Marine climate change on the increase

In England, the Marine Climate Change Impacts Partnership (MCCIP) was launched in March 2005 and is a partnership between scientists, the government, its agencies, and NGOs. The principal aim is to develop a long-term approach to understanding and communicating the implications of climate change for oceans. Via, they've issued a report: ... The Marine Climate Change Impacts Partnership (MCCIP) report card 2007-08 highlights just how much climate change has affected the United Kingdom's marine environment and what the future impacts may be. Key findings from the report published today include:

* 2006 was the second warmest year for UK coastal waters since records began in 1870; seven of the 10 warmest years have been in the last decade.

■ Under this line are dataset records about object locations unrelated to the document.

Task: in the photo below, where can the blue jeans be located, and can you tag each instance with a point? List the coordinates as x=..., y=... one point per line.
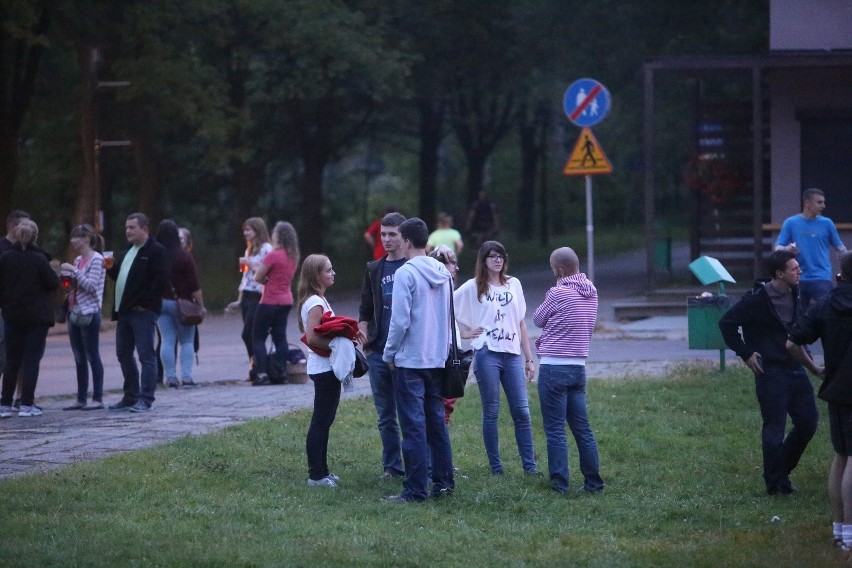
x=421, y=416
x=24, y=350
x=269, y=319
x=135, y=330
x=86, y=349
x=381, y=383
x=562, y=395
x=781, y=392
x=492, y=369
x=326, y=400
x=811, y=291
x=173, y=332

* Warmer winters have been strongly linked to reduced breeding success and survival in some seabird populations.

* Models predict fewer storms in future but there will be increased numbers of severe storms

* Coastal erosion and flooding is expected to increase.

Cabinet Secretary for Rural Affairs and the Environment Richard Lochhead said:

"Climate change, including marine climate change, is one of the most serious threats facing us today. It is a truly global issue and can only be tackled if we work together. Our seas play a vital role in regulating our climate and are a lifeline for the communities that live around them.

"Our winters are getting wetter and warmer, sea levels are rising and coastal erosion is increasing. Our marine wildlife is now having to cope with these as well as other pressures, and is beginning to suffer as a result. Our marine industries also have to cope with changes. These are happening now and we must take action. We will shortly be publishing our consultation on proposals for a Scottish Climate Change Bill, including a mandatory target to achieve an 80 per cent reduction in Scottish emissions by 2050.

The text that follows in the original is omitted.